Tapi saya memberanikan diri untuk ikut kompetisi blog yang diadakan oleh Neso Indonesia bekerja sama dengan DagDigDug ini. Bukannya saya takut kalah, malah sebaliknya, saya takut menang. Dalam pengumuman disebutkan: “Pemenang dari masing-masing kategori akan berkesempatan mengikuti Summer Course selama dua minggu (6-17 Juli 2009) di Utrecht University Summer School, Utrecht, Belanda. Di sana mereka akan dapat merasakan langsung suka duka menjadi bagian dari mahasiswa internasional di Belanda, dan memperoleh referensi mengenai budaya dan identitas bangsa Eropa secara umum. Pemenang akan diminta untuk menuliskan pengalamannya selama di Belanda lewat blognya”.
Ommmaaa…
Bagaimana saya bisa bercerita seperti halnya Raditya Dika yang terkenal itu, manakala sudah sampai di Belanda saja lutut saya mungkin bergetar? Bagaimana saya bisa merasakan langsung suka duka menjadi bagian dari mahasiswa internasional di Belanda manakala bicara dengan bahasa Inggris saja masih ba-bi-bu?

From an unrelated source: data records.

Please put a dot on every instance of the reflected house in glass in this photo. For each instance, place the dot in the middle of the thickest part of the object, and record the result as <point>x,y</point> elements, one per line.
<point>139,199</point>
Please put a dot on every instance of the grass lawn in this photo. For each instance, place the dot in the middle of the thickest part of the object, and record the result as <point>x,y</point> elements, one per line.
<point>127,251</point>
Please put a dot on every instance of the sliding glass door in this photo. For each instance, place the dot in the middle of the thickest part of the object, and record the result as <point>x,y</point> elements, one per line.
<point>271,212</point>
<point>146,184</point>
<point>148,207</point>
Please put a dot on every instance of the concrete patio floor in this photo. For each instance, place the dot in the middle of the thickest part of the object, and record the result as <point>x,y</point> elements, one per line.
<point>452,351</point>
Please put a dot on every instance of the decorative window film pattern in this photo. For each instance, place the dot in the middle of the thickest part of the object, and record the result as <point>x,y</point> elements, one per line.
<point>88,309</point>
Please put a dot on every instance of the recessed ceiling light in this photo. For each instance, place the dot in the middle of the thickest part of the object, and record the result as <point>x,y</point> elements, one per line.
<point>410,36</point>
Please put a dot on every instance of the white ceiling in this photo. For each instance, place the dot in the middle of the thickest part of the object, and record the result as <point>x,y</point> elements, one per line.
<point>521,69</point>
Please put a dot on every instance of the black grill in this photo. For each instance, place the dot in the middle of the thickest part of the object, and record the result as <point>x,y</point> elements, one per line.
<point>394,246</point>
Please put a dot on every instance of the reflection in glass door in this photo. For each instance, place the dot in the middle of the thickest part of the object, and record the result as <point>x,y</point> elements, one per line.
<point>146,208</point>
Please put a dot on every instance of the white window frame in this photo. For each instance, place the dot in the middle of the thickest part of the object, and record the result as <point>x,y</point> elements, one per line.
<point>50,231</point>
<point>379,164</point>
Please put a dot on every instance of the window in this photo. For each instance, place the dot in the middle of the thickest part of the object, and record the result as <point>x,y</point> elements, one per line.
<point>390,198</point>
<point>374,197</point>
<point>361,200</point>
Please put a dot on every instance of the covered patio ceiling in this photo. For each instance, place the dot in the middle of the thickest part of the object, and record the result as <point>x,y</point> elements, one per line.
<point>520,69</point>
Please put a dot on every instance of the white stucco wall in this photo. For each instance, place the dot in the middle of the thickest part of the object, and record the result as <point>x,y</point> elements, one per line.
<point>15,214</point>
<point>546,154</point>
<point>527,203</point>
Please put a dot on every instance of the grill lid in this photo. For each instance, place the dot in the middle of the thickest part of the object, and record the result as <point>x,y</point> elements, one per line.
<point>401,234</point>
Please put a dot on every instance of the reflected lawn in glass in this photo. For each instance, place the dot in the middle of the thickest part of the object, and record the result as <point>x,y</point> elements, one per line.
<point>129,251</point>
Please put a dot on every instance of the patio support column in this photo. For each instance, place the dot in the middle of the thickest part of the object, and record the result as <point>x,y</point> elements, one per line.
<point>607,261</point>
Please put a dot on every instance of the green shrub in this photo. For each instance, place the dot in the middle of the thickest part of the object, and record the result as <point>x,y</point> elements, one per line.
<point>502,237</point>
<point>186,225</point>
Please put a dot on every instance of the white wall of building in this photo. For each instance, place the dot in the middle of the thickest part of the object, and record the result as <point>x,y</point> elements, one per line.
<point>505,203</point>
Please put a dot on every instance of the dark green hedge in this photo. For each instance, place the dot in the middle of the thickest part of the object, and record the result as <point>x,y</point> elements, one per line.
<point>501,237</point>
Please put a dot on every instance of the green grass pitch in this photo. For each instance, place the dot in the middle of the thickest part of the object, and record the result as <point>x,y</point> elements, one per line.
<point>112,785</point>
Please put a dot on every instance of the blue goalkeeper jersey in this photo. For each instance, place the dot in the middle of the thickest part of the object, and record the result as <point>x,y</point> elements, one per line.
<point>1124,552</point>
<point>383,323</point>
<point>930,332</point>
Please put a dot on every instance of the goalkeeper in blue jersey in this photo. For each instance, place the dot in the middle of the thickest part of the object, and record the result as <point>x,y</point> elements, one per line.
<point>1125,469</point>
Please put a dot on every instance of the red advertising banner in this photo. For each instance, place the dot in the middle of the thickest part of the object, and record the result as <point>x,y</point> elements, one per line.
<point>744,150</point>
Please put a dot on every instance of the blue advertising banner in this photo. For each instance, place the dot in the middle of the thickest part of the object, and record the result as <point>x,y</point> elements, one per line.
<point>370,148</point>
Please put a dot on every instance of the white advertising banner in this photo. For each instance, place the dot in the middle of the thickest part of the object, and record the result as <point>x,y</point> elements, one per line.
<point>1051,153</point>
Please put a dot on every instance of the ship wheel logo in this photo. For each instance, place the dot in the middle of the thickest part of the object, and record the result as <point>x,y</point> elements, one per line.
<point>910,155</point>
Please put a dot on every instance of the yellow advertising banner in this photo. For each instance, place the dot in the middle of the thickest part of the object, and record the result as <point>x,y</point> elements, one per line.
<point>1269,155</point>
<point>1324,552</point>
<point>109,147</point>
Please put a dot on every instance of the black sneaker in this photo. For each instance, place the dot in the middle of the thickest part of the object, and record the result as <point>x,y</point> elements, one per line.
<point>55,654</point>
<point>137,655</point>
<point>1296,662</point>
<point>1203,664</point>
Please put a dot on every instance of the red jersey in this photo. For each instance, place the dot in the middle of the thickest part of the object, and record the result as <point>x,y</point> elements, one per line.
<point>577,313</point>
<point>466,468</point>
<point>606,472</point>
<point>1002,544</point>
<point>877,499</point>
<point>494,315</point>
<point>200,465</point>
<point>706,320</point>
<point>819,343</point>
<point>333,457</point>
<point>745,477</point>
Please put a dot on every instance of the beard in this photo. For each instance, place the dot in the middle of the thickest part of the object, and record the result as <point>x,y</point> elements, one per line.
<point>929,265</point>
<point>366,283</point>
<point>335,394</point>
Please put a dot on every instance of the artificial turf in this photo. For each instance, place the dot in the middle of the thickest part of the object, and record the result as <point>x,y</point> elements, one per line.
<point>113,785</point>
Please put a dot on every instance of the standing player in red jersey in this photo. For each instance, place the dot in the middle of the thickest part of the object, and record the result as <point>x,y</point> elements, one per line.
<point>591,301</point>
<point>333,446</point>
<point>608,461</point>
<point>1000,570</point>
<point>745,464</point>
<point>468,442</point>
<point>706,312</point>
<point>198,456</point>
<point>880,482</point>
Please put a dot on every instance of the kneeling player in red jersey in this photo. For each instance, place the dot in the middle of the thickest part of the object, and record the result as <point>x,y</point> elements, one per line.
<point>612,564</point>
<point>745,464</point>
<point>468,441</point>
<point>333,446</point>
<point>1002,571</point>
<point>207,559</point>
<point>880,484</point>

Menurut saya, itu semua tak penting. Toh saya punya tujuan lain menulis artikel ini. Saya hanya ingin menyampaikan kepada Anda semua -para pembaca setia Andri Journal yang budiman- bahwa ada satu negara nun jauh di sana yang sistem pendidikannya lebih maju dari Indonesia. Nama negara itu adalah: BELANDA.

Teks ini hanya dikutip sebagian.